Ben işlerim için “yazlık” değil, daha çok “okyanustan esinlenen” derdim çünkü stilimin bu ilham ile Art Deco çizginin çok sofistike bir karışımı olduğunu düşünüyorum. Okyanusa yakın olmayı seviyorum; rahat ve özgür hissetmemi sağlıyor. Yakın bir zamanda Bodrum’a gittim ve çarpıldım. Çok yakın bir arkadaşım olan Güneş Mutlu bana yerel köşelerini gösterdi ve ben Bodrum’a âşık oldum. Capri’yi de severim. Tulum ise benim için çok özel bir yerdir ve 20 yıldır hep gider gelirim. Hayalimdeki yaz tatili günlük hayatım gibidir; kendime zaman ayırmayı severim ve kendimle ilgilenmek benim için çok önemlidir. Markam için çalıştığım kadar özel anlamda kendi üzerimde de çalışırım. Seyahatlerimde yanıma sınırlı sayıda kıyafet alırım. Plaja gidiyorsam çok basit ama şık kıyafetleri tercih ederim, siluetimi tanımlayan mücevherlerimdir.

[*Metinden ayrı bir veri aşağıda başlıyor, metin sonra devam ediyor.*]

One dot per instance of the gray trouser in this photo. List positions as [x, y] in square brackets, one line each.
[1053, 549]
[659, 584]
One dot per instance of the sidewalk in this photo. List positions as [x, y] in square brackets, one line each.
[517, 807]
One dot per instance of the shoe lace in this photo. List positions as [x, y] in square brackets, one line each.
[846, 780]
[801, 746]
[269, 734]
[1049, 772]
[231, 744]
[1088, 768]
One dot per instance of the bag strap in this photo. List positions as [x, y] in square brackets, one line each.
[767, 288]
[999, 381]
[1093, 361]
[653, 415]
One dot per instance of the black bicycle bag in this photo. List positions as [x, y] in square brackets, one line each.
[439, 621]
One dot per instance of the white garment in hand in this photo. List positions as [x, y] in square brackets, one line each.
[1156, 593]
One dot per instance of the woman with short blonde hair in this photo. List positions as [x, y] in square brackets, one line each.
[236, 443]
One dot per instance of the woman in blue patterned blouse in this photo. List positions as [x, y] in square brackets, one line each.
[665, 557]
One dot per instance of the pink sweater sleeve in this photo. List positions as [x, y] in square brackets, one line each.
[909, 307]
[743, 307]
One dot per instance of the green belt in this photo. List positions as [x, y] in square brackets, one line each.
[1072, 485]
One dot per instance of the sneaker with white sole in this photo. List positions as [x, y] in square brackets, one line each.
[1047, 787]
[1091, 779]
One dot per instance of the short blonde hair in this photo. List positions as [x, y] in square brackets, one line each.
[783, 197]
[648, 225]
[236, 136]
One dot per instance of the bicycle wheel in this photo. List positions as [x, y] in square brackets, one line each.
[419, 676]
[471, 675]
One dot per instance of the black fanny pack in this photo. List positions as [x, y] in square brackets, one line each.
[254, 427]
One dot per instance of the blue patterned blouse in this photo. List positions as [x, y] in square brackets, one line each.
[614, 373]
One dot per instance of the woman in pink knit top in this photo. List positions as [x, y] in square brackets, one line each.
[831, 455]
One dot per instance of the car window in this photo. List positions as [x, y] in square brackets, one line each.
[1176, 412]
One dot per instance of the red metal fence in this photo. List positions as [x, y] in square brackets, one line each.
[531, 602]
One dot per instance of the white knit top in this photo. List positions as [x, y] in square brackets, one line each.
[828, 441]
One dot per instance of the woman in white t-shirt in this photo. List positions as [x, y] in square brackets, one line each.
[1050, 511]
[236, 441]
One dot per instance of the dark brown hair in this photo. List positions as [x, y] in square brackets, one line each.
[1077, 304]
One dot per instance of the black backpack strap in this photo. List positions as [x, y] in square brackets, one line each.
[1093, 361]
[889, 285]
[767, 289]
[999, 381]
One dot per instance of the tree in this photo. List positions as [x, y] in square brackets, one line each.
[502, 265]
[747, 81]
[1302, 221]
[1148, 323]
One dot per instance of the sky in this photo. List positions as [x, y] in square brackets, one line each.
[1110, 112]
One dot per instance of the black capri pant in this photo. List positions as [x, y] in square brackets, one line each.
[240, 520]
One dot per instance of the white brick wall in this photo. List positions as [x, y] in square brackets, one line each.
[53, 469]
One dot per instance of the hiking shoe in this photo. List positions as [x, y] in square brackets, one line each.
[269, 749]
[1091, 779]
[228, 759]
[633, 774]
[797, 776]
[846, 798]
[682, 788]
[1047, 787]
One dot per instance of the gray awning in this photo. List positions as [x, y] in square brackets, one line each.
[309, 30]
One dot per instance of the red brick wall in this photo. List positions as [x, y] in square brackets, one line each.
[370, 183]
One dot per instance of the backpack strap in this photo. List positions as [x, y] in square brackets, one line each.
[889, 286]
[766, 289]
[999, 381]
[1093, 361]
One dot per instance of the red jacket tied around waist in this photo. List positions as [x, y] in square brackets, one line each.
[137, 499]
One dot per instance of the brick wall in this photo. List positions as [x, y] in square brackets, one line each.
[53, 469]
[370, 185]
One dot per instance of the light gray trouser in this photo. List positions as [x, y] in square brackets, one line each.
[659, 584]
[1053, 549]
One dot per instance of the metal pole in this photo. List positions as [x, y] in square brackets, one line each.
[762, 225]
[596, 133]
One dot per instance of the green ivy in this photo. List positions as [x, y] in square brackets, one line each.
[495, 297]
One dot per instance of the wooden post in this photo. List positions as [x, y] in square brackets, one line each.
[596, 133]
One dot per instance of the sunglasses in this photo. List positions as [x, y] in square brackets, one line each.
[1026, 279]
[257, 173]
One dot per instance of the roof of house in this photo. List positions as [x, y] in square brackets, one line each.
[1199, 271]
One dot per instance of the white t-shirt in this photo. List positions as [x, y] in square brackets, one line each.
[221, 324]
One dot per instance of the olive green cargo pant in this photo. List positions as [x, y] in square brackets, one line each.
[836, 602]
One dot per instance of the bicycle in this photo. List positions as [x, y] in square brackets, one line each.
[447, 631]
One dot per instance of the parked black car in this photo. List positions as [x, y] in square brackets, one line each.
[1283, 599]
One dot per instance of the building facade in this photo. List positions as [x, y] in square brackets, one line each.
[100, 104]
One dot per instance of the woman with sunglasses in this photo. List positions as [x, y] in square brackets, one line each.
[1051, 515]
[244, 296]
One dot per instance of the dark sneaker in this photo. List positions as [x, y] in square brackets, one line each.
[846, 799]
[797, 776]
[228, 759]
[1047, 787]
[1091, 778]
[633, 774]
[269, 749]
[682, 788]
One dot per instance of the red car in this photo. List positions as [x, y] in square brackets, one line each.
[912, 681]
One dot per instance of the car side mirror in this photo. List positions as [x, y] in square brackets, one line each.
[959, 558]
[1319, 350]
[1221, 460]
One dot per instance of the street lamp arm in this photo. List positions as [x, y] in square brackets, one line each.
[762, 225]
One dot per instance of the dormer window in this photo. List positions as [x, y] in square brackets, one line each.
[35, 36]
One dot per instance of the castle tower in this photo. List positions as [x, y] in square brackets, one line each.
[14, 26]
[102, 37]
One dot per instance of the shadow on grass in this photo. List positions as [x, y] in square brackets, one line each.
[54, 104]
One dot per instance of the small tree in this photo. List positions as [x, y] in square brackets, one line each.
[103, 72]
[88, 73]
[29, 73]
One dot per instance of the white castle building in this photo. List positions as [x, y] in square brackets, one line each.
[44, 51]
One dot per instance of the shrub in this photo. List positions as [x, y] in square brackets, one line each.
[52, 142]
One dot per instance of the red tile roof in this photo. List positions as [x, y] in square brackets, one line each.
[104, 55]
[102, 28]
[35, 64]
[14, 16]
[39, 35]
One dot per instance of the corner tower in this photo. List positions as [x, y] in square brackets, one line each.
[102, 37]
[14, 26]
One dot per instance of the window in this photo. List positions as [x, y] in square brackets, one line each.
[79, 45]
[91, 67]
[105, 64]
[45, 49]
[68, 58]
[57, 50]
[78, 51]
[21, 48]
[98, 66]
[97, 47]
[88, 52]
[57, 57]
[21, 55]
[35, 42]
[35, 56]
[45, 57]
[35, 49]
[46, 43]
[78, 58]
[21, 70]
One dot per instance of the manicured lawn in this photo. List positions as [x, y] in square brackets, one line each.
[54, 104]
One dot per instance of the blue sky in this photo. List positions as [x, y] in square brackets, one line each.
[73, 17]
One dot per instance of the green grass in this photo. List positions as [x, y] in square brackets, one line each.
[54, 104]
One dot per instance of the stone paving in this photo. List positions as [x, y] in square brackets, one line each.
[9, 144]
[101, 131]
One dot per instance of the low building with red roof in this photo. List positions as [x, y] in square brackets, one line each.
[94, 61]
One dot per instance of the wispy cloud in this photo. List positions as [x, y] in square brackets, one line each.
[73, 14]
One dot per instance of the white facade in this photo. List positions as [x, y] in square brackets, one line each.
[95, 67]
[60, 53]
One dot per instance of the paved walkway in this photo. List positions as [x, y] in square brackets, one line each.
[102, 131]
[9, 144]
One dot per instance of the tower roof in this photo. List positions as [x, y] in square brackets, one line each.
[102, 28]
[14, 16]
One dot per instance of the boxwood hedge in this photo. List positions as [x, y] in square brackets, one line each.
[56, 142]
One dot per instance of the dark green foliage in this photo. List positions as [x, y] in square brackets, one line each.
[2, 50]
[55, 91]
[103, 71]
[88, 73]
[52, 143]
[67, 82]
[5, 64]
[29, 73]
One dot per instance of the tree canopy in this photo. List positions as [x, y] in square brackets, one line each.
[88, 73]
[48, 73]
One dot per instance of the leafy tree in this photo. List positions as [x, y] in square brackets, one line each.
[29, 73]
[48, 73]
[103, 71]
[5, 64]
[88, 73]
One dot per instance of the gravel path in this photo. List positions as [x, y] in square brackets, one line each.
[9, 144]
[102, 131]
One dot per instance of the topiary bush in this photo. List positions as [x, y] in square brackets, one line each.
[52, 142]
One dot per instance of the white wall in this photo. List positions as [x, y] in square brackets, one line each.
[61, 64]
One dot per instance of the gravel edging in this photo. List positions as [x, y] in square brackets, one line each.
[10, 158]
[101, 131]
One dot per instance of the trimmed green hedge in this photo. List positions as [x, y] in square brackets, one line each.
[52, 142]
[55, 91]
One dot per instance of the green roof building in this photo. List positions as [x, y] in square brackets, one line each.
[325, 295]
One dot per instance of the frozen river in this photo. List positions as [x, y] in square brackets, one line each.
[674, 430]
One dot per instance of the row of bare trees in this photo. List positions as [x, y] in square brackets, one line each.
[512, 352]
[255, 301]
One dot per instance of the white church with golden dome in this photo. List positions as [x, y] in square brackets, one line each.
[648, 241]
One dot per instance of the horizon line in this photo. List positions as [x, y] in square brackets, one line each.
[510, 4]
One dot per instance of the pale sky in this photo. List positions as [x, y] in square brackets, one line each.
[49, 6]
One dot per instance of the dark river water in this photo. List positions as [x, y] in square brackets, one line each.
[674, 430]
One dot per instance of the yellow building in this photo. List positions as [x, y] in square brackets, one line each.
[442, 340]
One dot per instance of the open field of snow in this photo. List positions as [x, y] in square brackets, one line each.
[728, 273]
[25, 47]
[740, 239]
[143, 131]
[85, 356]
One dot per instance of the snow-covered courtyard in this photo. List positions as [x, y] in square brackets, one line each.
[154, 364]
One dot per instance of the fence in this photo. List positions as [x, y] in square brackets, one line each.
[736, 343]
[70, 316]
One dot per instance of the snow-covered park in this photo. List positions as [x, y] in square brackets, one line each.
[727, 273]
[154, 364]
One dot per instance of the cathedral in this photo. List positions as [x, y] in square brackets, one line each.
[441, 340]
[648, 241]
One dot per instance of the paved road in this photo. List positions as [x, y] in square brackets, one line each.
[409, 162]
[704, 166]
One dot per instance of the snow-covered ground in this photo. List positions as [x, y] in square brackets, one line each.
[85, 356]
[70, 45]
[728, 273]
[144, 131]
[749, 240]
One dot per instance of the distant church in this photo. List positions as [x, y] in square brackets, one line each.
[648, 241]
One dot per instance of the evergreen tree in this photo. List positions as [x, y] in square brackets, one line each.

Seyahat, ilham ve üretim sürecinizde büyük rol oynuyor. Türkiye’deki keşiflerinizden ve en yeni parçalarınızdan bahsedebilir misiniz?
Son birkaç yıldır Türkiye’de bulundum. Türkiye ile aramda bir bağ var gibi hissediyorum çünkü insanlar çok sıcakkanlı ve samimi, bu açıdan Meksikalılara benziyorlar. Benim için ilham, sahilde hindistancevizi kabuklarını toplamak ve onlara kristal kuvarstan oymalar yapmak kadar kolay. Örneğin; Ocak ayında bir yenilenme için arkadaşımın Tulum’daki Casa Violeta adlı oteline gittim ve beş gün boyunca yalınayak sadece sahilden odaya, odadan sahile gidip geldim ve otelden hiç çıkmadım. Evde olmak gibiydi ama o özgürlük hissi bana esin kaynağı oldu. Sadece yürüyüş yaptım, okyanus beni büyüledi, hindistancevizleri topladım ve onlardan bazılarını geçen hafta Hindistan’da isli kuvars kullanarak referans aldım. Bundan söz etmişken, Jaipur’daki oymacıları izlemekten son derece keyif alıyorum. 2008’den beri oturup onları izlerim ve her defasında yaptıkları işin ne kadar özel olduğunu fark ederim. Onlar olmadan bugün ben olmazdım. Onlara gerçekten hayranım ve saygı duyuyorum. Fotoğraf çekmenin ve tabii ki deniz kabuğu toplamanın da benim için ne kadar ilham verici olduğunu söylememe gerek dahi yok!